Bispo Filho – Se a gente fizer um retrospecto, vamos constatar que a literatura brasileira foi sempre construída dentro de grupos, com exceção do Barroco. O Barroco foi isolado com o Pe. Antônio Vieira, depois com o Boca do Inferno ( Gregório de Matos Guerra). Mas, a partir do século XVII, já no Arcadismo, toda a produção literária brasileira nasceu em certos grupos. Havia os grupos árcades mineiros com o Tomas Antônio, Alvarenga Peixoto, Claudio Manoel da Costa e, de lá para cá, sempre que se começa a falar de literatura, acontece um manifesto e um grupo, que a gente imagina que seja um grupo de vanguarda. As academias são importantes pois elas constroem uma referencia do que está sendo feito em determinados lugares. Não é possível, por exemplo, contar a história literária da cidade sem a Academia Valadarense de Letras, que já vai caminhando para 50 anos de existência. Nesse percurso, muito do que a gente imagina ser ou faça parte da história literária da cidade passou por lá de alguma forma.

Meras Crônicas – Muitas pessoas só escrevem na Internet. E tem muito bons escritores por lá. Como você vê a relação da Academia com essa ferramenta? Ela tem conseguido absorver esse novo jeito de fazer literatura?

Bispo Filho – Hoje em dia grandes escritores tem páginas em redes sociais, blogs. A gente precisa aproveitar o lado bom das tecnologias. O lado bom é ter possibilidade de conexões instantâneas e democratizadas, já que se tem acesso a informação de uma maneira mais abrangente. E, sem dúvida, o maior benefício são os contatos. Na literatura, a gente não vive sem isso. Não só na literatura, mas também na música, nas artes plásticas. Então, são os contatos que constroem essa colcha na qual os artistas transitam. Eles sobrevivem no mundo artístico através desses contatos. Por exemplo, foi graças ao blog que eu construí relacionamentos muito importantes.

Meras Crônicas – Você já teve a sensação, ao ler um livro, que ali tinha uma frase escrita especialmente para você?

Bispo Filho – Nossa, Muito!

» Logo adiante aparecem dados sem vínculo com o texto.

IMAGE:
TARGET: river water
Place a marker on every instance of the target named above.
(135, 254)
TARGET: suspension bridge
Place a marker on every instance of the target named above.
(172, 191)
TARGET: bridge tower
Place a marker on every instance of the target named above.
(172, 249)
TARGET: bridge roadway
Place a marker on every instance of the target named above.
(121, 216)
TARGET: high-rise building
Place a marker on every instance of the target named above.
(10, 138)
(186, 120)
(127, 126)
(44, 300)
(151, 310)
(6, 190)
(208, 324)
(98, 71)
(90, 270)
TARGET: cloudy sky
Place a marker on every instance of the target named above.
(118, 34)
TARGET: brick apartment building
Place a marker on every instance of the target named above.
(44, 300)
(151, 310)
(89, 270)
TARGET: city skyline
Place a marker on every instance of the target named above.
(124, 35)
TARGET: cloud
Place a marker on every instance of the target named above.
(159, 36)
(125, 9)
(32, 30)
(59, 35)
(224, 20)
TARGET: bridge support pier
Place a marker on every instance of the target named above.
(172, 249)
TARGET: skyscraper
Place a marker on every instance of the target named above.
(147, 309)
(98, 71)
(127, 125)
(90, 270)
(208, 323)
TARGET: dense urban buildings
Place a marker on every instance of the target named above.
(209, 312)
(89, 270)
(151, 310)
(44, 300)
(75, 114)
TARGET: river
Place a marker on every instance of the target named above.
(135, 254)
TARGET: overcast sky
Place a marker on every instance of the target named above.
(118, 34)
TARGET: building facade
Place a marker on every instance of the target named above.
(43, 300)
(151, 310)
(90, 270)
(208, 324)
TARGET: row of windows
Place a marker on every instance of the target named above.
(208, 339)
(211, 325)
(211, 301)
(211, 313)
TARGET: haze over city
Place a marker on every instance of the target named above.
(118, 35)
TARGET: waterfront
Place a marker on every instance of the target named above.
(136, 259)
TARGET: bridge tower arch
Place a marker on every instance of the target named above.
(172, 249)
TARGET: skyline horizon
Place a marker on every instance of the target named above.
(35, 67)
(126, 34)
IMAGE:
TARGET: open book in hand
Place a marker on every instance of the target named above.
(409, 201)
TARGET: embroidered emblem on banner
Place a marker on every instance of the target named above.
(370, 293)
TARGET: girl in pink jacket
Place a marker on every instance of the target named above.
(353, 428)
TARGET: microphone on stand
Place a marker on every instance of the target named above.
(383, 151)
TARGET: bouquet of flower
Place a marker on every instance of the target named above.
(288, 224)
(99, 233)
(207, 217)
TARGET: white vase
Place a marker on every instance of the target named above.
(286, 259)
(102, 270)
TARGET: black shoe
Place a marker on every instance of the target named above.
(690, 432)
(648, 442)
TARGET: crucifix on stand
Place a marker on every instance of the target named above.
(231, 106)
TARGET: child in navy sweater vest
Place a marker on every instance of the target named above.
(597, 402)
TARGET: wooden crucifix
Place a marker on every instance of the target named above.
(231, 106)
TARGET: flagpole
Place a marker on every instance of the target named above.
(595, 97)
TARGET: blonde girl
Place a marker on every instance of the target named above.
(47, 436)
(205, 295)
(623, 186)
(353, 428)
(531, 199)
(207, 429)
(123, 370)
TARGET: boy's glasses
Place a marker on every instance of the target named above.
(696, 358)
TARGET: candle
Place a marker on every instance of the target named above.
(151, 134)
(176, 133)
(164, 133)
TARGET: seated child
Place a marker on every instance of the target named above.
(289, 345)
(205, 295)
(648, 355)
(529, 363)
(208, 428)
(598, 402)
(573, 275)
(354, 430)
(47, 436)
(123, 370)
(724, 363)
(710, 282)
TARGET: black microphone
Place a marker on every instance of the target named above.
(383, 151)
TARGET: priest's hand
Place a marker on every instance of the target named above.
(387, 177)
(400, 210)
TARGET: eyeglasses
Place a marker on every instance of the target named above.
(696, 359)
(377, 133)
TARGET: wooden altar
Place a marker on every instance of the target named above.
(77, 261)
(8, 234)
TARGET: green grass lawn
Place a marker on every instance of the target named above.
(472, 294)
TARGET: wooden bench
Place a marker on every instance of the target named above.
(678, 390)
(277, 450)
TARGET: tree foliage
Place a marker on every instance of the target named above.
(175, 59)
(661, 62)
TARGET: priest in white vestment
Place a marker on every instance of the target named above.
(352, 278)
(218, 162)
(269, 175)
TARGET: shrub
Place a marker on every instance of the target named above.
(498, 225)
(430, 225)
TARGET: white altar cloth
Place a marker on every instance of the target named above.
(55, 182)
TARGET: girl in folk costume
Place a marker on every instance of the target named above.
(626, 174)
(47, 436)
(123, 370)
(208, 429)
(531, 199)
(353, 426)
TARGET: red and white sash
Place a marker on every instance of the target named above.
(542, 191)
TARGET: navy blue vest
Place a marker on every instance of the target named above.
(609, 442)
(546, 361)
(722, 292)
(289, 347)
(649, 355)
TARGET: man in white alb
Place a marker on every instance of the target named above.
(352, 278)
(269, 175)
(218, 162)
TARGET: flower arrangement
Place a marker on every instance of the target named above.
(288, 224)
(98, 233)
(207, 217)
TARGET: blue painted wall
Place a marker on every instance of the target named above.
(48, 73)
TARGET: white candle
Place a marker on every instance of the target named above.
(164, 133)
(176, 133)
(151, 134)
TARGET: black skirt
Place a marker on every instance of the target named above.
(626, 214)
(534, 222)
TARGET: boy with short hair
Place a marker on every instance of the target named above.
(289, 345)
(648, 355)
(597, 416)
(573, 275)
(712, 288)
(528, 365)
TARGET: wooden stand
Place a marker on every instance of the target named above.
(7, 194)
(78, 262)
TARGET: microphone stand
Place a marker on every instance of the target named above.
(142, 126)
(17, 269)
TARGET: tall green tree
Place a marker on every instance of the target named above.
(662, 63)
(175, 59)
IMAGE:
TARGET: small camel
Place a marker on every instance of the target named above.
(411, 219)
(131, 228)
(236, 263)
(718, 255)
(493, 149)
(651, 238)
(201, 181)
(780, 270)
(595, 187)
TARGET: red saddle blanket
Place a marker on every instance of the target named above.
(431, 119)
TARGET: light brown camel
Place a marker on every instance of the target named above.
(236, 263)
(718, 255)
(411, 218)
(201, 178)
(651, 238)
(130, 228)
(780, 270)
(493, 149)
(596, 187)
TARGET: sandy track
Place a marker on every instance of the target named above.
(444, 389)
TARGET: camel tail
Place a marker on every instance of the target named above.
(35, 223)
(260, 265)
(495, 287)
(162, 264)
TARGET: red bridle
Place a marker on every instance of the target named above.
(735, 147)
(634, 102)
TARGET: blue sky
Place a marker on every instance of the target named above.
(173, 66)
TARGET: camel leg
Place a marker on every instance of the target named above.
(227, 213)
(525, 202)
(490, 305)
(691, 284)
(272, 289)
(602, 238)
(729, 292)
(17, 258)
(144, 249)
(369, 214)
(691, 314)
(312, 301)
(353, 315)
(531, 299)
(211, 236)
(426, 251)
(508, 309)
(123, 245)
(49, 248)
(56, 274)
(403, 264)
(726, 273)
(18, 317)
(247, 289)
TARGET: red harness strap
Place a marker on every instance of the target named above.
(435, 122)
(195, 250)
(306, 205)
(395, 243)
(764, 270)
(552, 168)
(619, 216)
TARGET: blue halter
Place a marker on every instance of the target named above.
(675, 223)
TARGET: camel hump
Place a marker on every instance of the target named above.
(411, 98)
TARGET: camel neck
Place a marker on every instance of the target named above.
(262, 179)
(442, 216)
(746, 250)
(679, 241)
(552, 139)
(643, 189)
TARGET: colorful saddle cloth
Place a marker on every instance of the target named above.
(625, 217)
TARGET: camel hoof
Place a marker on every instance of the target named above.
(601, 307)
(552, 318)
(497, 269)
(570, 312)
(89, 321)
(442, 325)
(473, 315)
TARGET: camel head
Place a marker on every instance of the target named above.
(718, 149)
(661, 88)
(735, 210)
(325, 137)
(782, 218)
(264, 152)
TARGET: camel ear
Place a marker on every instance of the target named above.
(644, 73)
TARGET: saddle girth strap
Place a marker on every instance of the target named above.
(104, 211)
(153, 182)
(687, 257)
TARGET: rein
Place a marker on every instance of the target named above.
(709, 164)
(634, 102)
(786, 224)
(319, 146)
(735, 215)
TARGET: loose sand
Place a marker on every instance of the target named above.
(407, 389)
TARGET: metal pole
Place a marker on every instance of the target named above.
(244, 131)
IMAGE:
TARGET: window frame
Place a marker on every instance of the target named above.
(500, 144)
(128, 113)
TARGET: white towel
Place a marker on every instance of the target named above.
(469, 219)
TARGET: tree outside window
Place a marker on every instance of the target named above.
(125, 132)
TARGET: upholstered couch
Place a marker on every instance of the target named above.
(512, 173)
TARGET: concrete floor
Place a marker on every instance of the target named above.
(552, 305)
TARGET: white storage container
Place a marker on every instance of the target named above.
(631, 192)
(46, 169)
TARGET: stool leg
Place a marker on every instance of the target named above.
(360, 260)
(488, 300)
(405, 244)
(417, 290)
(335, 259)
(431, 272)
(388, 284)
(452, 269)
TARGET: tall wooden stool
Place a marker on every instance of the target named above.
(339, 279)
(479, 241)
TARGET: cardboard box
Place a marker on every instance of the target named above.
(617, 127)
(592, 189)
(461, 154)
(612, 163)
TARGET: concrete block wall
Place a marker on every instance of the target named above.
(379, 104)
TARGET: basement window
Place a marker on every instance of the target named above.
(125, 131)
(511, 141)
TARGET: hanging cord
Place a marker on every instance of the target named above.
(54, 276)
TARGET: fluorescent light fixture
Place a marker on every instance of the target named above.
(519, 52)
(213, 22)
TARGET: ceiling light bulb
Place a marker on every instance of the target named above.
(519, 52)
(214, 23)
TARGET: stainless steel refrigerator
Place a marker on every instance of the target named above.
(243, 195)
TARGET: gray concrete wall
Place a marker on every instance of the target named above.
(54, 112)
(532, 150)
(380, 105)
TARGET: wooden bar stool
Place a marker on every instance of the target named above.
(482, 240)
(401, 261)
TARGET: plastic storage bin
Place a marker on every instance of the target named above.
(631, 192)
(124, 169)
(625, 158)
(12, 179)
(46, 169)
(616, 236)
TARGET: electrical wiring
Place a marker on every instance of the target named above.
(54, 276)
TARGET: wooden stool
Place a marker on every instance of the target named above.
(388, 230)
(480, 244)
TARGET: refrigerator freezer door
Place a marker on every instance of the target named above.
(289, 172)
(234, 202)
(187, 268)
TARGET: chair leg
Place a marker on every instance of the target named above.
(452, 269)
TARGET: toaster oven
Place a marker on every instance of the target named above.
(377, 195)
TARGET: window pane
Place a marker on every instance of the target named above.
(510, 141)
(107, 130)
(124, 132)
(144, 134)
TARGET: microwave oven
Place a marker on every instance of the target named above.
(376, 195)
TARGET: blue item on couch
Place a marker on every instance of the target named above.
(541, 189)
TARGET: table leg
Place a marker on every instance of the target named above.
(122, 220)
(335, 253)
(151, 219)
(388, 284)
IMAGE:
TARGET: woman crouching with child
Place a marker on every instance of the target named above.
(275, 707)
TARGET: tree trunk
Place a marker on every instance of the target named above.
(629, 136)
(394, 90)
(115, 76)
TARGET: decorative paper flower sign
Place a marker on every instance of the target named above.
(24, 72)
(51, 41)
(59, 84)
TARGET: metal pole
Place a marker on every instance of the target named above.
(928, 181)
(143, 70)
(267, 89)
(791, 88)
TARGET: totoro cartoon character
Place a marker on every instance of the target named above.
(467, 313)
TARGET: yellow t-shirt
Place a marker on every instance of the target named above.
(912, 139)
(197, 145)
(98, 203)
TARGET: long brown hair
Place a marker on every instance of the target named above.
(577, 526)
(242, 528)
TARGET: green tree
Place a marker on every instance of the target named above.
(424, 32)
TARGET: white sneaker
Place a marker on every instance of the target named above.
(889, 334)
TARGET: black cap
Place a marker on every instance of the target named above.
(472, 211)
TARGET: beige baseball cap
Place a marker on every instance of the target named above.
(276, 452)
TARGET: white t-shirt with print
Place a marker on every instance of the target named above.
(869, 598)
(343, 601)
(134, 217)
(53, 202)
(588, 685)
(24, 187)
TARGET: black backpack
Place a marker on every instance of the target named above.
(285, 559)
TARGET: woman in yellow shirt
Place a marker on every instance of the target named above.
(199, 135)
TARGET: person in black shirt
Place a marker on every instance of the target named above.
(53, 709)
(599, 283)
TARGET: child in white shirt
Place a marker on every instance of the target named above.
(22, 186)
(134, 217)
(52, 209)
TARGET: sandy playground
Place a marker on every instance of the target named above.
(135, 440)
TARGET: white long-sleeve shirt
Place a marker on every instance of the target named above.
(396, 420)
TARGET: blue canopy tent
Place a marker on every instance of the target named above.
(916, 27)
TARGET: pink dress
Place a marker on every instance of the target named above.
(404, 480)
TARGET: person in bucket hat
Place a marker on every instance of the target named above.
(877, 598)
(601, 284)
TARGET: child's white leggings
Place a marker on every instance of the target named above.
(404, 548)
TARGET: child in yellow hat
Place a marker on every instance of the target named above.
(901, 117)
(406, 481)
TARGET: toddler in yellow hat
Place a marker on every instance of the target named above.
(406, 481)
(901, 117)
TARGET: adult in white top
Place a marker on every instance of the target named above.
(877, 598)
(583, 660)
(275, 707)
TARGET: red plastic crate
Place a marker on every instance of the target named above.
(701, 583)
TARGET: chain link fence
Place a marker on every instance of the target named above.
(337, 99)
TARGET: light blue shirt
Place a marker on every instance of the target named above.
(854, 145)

Eu já achei algumas frases que eu mesmo tinha escrito. É engraçado isso. A gente encontra muito isso na Bíblia e nos biscoitos da sorte. A literatura, de uma maneira geral, ela é da humanidade. A gente se encontra na literatura e é isso que faz a literatura ser tão importante. Ela é um lugar no qual as pessoas podem se encontrar e se reencontrar. É um espelho. Ela traduz e dá voz às pessoas.

Meras Crônicas – Bispo, você escreveu um poema que muita gente se assusta quando lê ou escuta. Ele conta da morte da personagem Buceta Bela. De onde e como surgiu a ideia desse poema?

Bispo Filho – É que as palavras são instituições, são institucionalizadas pelo uso. E esse processo cria em torno das palavras determinados tabus e determinados preceitos éticos. Essa que é a ideia por trás do poema “Nota de Falecimento”, que fala da morte da Buceta Bela. Por exemplo, quando você diz “atirei o pau no gato”, “pega aquele pau ali”, “o pau quebrou”, tudo bem. Porém, quando você diz “o meu pau”, a expressão é vista como palavrão. O uso faz com que a palavra assuma determinadas funções. Outro exemplo é a palavra “cu”. Eu posso falar essa palavra e, dependendo do lugar, vou ser rechaçado na hora. No espanhol e no francês, ela significa “que”. Então, o poema discute de uma forma muito sútil os tabus acerca das palavras. As pessoas ficam presas na primeira leitura, quando escutam a palavra “Buceta”, ficam abismadas, é uma coisa horrível no entender delas. Mas o poema diz assim; “Morreu Buceta bela. Morreu no dia de aguaceiro. Morreu sem saber que todas as palavras são belas.”. E é um personagem fictício, que não se conforma em ter recebido esse nome. Eu conheci uma pessoa que se chamava Bucetildis e fiquei imaginando como seria ser chamado assim. Por isso, eu criei esse poema para discutir a relação institucional que as pessoas tem com as palavras.